Understanding the Difference Between HSA and HRA | Everything You Need to Know

Health savings accounts (HSAs) and health reimbursement accounts (HRAs) are commonly used health benefits that can help individuals cover medical expenses. While both HSAs and HRAs offer tax advantages and can be used for qualified medical expenses, there are key differences between the two.

HSAs and HRAs differ in terms of eligibility requirements, ownership, rollover, and portability:

  • Eligibility: HSAs are available to individuals covered by a high-deductible health plan (HDHP), whereas HRAs are employer-established plans.
  • Ownership: In an HSA, the account belongs to the individual, allowing them to take it with them when they change jobs or retire. In contrast, HRAs are owned and funded by the employer.
  • Rollover: HSAs allow funds to roll over from year to year, accumulating tax-free, whereas HRAs do not typically roll over funds at the end of the plan year.
  • Portability: HSAs are portable and belong to the individual, giving them control over the account regardless of employment status. HRAs are tied to the employer, so individuals may not be able to take it with them if they change jobs.
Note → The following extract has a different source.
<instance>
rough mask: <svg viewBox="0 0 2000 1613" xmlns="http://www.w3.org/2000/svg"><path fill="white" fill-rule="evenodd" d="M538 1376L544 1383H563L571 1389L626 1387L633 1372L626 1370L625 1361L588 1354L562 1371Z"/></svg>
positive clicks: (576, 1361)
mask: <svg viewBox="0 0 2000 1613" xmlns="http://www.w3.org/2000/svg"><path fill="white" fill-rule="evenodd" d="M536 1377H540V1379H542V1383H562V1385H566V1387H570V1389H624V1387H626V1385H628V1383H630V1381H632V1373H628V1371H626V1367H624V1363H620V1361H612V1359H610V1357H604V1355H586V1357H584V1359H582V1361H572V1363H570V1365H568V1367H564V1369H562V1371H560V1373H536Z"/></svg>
Both HSAs and HRAs have benefits and drawbacks, so it's essential to understand your options to make informed decisions about your healthcare coverage.


Understanding the intricacies of Health Savings Accounts (HSAs) and Health Reimbursement Accounts (HRAs) is crucial for making the best healthcare choices for you and your family. Both accounts serve as great tools to manage medical expenses, but they have different structures and advantages. HSAs require you to enroll in a high-deductible health plan (HDHP), while HRAs are offered solely by employers, creating a unique set of prerequisites for each.